Producing More Blood Vessels in Heart Tissue as a Way to Increase Resistance to the Damage of a Heart Attack

This is a fairly interesting take on reducing the impact of heart attacks. It isn't the best approach to the situation, which is to find methods of prevention, but rather a matter of engineering the heart to be more resilient to temporary loss of oxygenated blood flow by spurring the growth of additional blood vessels, over and above those that normally exist.

The reason heart muscle dies in a heart attack is that it becomes starved of oxygen - a heart attack is caused by blockage of an artery supplying the heart. If heart muscle had an alternative blood supply, more muscle would remain intact, and heart function would be preserved. Many researchers have therefore been searching for ways to promote the formation of additional blood vessels in the heart. "We found that a protein called RBPJ serves as the master controller of genes that regulate blood vessel growth in the adult heart. RBPJ acts as a brake on the formation of new blood vessels. Our findings suggest that drugs designed to block RBPJ may promote new blood supplies and improve heart attack outcomes."

"Studies in animals have shown that having more blood vessels in the heart reduces the damage caused by ischemic injuries, but clinical trials of previous therapies haven't succeeded. The likely reason they have failed is that these studies have evaluated single growth factors, but in fact building blood vessels requires the coordinated activity of numerous factors. Our data show that RBPJ controls the production of these factors in response to the demand for oxygen. We used mice that lack RBPJ to show that it plays a novel role in myocardial blood vessel formation (angiogenesis) - it acts as a master controller, repressing the genes needed to create new vessels. What's remarkable is that removing RBPJ in the heart muscle did not cause adverse effects - the heart remained structurally and functionally normal in mice without it, even into old age."

RBPJ is a promising therapeutic target.
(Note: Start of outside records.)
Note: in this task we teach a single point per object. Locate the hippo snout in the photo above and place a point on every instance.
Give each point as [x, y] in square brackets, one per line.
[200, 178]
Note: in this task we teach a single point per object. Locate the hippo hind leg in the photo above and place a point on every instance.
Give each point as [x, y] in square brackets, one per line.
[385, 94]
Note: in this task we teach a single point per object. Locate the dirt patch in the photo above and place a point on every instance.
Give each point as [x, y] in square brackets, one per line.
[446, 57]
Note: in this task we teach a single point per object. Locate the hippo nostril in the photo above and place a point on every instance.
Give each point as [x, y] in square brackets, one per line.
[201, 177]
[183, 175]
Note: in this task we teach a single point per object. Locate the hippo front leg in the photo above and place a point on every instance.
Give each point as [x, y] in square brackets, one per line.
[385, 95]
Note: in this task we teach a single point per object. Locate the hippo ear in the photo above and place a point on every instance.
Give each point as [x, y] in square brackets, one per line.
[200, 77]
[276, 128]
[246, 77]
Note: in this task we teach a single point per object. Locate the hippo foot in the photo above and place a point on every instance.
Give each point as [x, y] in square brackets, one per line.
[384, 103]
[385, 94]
It's druggable, and our findings suggest that blocking it could benefit patients with cardiovascular disease at risk of a heart attack. It may also be relevant to other diseases. Inhibitors of RBPJ might also be used to treat peripheral artery disease, and activators might be beneficial in cancer by inhibiting tumor angiogenesis."

Link: http://www.eurekalert.org/pub_releases/2016-06/spmd-sbm062716.php

Comments

I've often thought a similar approach might be useful in fighting dementia (particularly vascular dementia or "normal" aging dementia) and stroke risk by creating new blood vessels in the brain, rather than trying to deal with the occluded or stiff existing vessels in the area.